Ele apenas balançou a cabeça, como se não soubesse o que responder.
A tempestade ainda ameaçava no horizonte, e a brisa forte fazia os cabelos de Marina chicotearem seu rosto. Ela precisava tirá-lo dali antes que ficassem completamente ensopados.
— Você consegue se levantar? — perguntou, estendendo a mão para ele.
O garoto hesitou por um instante antes de aceitar a ajuda. Seus dedos eram frios contra a pele quente de Marina, e um calafrio subiu por sua espinha. Quando ele tentou ficar de pé, cambaleou e quase caiu.
Sem pensar, Marina o segurou pelos ombros.
— Ei, calma! Você está fraco.
Ele respirou fundo e firmou os pés na areia. Seus olhos prateados se fixaram nos dela, intensos e enigmáticos.
— Obrigado.
Marina sentiu o rosto esquentar e desviou o olhar.
— Vamos sair daqui. Minha casa é perto, você pode se aquecer lá.
Ele a observou por um instante, como se analisasse sua oferta, antes de assentir.
Marina passou um braço ao redor da cintura dele, o ajudando a andar.
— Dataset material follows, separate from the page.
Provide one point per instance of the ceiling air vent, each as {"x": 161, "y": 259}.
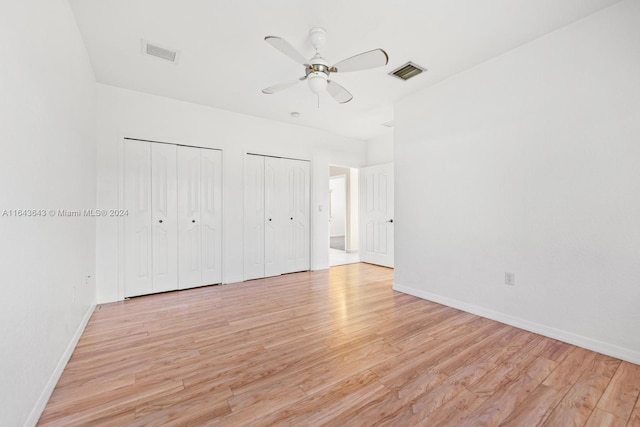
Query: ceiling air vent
{"x": 153, "y": 49}
{"x": 407, "y": 71}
Seu corpo era mais firme do que parecia, mas ainda assim, ele mancava levemente.
Caminharam pela areia úmida em silêncio, com apenas o som das ondas e do vento ao redor. Marina olhava para ele de tempos em tempos, tentando decifrar o mistério que ele representava.
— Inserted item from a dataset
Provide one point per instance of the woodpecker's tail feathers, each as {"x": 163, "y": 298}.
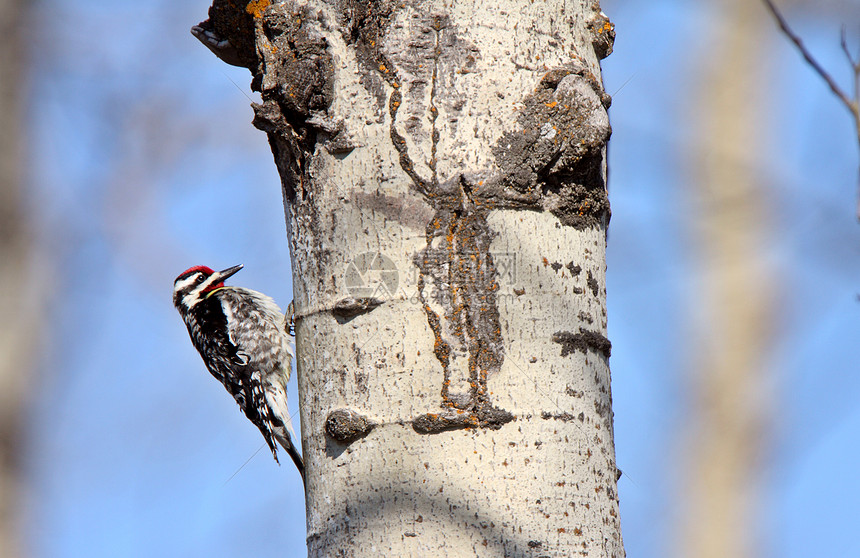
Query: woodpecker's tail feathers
{"x": 287, "y": 443}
Quem era ele? Como tinha acabado no mar durante uma tempestade?
E, acima de tudo… por que ela sentia que ele não deveria estar ali?
A casa de Marina ficava no alto de uma colina, com uma vista perfeita para o oceano. Seu pai havia construído o lugar antes de desaparecer no mar anos atrás, deixando apenas lembranças e perguntas sem resposta.
Ela ajudou o garoto a subir os degraus da varanda e abriu a porta, sentindo o calor do ambiente abraçá-los.
— Pode se sentar — disse, apontando para o sofá.
Ele se acomodou lentamente, como se ainda não estivesse acostumado a estar ali.
— Eu vou pegar umas roupas secas para você. Espere aqui.
Ela subiu as escadas correndo, pegando algumas roupas do irmão mais velho no armário. Quando desceu, ele ainda estava no mesmo lugar, observando as chamas da lareira como se nunca tivesse visto fogo antes.
— Aqui. Pode se trocar no banheiro ali.
Ele pegou as roupas com cuidado, como se fossem algo precioso.
— Obrigado, Marina.
Ela congelou.
— Como… você sabe meu nome?
O garoto encontrou seu olhar, e Marina sentiu um arrepio profundo.
Ele não respondeu. Apenas sorriu, um sorriso suave, quase triste, antes de desaparecer pelo corredor.
Marina ficou ali, com o coração disparado e uma certeza perturbadora crescendo dentro de si.
Aquele garoto não era como qualquer outro.
E, de alguma forma, ele já a conhecia.